"Midnight Sins" - читать интересную книгу автора (Leigh Lora)

CHAPTER 20


Cami felt numb inside as Rafe pulled the Denali SUV into the parking lot of Jack’s Towing and Repair just outside Sweetrock city limits no less than fifteen minutes later. Staring at the burned, charred mess of the building, she couldn’t imagine how anyone could have survived such an explosion. Especially if they had been in the apartment overhead where Jack and Jeannie had lived.

More than half of the garage was just gone, with the debris scattered through the parking lot, vehicles lying in a tangled mess here and there. One lay in the field across from the garage. There were more than half a dozen that had been parked in the waiting lot, ready for needed repairs.

There was no repairing the damaged messes they were now. Cinder blocks, mortar, and metal had been slammed onto the vehicles. The wreckage defied any sense of logic or attempts to make sense of what had happened.

Cami stepped out of the truck, aware of being surrounded by Callahans and all the eyes that turned to them as three hard-cored, hard-muscled, steel-eyed Callahan men wrapped themselves around her and defied anyone to attempt to get close to her.
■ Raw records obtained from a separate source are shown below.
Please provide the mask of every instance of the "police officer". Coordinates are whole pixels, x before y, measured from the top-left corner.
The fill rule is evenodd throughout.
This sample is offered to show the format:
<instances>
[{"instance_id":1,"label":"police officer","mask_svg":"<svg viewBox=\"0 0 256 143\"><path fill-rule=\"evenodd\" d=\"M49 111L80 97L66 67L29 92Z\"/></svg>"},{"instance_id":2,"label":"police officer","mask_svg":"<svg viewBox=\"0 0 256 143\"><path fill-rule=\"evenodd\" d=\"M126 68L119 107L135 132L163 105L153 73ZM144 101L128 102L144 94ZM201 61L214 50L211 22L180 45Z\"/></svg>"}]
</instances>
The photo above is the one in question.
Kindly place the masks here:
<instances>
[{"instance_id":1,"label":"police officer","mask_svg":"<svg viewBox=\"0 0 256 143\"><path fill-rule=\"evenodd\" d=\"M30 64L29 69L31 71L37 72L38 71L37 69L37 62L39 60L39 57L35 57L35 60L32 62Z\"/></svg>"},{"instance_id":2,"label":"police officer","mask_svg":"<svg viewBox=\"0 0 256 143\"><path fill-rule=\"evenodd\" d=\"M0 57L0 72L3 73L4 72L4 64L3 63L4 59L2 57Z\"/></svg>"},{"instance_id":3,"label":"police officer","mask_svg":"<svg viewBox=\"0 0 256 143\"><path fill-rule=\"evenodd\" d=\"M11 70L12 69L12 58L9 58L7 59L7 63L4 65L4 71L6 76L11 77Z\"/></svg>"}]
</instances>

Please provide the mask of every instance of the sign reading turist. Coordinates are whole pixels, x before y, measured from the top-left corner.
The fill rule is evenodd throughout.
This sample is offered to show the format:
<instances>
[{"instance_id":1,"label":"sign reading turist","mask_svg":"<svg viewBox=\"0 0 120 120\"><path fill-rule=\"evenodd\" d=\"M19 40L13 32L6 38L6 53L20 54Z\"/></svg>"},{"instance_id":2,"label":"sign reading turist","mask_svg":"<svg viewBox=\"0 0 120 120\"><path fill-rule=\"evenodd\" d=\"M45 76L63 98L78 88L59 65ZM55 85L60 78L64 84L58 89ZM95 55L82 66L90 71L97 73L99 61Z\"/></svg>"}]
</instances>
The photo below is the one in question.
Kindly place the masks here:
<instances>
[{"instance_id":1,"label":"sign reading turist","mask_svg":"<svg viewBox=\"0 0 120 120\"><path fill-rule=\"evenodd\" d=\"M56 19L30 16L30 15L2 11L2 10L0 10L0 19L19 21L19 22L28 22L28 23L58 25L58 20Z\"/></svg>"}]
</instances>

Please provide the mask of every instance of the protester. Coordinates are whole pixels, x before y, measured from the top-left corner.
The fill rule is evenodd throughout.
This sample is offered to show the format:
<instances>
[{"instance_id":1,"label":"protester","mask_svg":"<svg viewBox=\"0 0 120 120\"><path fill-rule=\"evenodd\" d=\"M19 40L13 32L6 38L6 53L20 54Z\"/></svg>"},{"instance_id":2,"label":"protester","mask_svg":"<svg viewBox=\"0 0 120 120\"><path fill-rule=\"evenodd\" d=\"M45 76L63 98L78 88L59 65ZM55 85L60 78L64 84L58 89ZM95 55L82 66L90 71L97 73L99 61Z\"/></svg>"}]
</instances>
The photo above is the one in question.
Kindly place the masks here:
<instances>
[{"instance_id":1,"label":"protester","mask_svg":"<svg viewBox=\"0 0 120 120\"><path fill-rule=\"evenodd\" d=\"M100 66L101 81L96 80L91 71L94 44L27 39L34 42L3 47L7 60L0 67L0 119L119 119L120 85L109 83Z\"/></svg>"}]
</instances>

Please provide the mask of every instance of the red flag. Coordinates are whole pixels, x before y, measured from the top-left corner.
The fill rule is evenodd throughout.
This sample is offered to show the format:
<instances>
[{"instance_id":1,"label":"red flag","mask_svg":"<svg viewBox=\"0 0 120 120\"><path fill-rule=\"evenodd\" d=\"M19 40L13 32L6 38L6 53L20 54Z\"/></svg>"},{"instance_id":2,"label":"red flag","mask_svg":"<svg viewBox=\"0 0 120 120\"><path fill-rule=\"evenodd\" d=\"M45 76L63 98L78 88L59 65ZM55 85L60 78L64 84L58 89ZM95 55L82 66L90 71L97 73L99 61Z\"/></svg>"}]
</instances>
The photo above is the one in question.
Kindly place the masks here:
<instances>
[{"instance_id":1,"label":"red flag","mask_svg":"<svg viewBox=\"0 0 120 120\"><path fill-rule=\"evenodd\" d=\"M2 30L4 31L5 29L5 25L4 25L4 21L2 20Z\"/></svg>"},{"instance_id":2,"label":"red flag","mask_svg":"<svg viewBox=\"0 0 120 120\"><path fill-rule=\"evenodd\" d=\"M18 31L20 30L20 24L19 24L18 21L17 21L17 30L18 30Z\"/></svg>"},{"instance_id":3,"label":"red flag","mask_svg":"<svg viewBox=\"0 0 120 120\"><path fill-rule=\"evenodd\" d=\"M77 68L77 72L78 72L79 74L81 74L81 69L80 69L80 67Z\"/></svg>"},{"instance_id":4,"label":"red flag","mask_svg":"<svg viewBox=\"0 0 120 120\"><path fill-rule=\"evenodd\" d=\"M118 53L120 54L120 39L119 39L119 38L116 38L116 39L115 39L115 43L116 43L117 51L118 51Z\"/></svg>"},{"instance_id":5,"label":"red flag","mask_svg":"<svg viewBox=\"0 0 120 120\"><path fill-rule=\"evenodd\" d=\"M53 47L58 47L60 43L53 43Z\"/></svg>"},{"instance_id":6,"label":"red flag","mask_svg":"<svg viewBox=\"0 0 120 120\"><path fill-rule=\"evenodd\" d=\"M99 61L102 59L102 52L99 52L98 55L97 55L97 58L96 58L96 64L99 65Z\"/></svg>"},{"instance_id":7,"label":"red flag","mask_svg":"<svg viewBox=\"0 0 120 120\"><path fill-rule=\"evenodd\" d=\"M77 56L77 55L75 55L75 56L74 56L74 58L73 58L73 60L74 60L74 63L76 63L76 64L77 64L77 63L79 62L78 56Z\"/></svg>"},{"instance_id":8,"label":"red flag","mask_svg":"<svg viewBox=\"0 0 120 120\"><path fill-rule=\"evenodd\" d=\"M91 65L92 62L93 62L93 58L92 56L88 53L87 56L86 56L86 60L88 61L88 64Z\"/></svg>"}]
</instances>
As she stared up at the garage, her heart in her chest, she tried to blink back the tears she couldn’t hold back any longer. She couldn’t believe this had happened.

“This wasn’t an accident,” Crowe muttered from behind her and Rafe as she felt his arm tighten around her back, his hand falling to her hip, his fingers gripping it firmly, as though she would attempt to tear herself away from him.

At the moment, her emotions were so torn, conflicted, and thrown into chaos that she couldn’t imagine moving away from the only person who seemed to ground them.

“No,” Rafe growled. “It wasn’t an accident.”

“How can you be so certain?” she asked faintly. “Why would anyone want to hurt Jack and Jeannie?”

“We’ll find out,” Rafe promised as Cami glimpsed Archer amid a group of volunteer firefighters and several state police officers.

Catching sight of the Rafe and Cami, Archer lifted his hand in acknowledgment before excusing himself and moving quickly across the debris-strewn parking lot. “The fire marshal is refusing to allow anyone onto the premises.” Archer’s voice was low as he reached them, his gaze filled with somber anger. “I can’t check for the bodies, Rafe.”

Cami wanted to close her eyes; she wanted to deny that this could have happened. That there was a chance that Jack and or Jeannie could have been in that building. But Jack’s tow truck was there, as was Jeannie’s little gray car. Was there even the smallest chance that they weren’t in the building?

“Neighbors saw Jack going in maybe half an hour before the explosion,” Archer sighed. “They didn’t see anyone else.”

“He was at the house the other day,” Cami told Archer softly. “He remembered the accident Jaymi was in just before she was killed; his father towed the car in and repaired it. The brake lines had been deliberately cut.”

As the four men stared at her, their expressions cast in hard, brooding lines, Cami detailed the meeting and the information Jack had given her.

“You’re getting the same phone calls,” Rafe stated when she finished. “You’re getting them and you didn’t tell me. Someone else had to tell me.”

He was furious.

Cami could see the pure rage burning in his eyes now, as well as the silent promise that it was a subject they would discuss in detail later.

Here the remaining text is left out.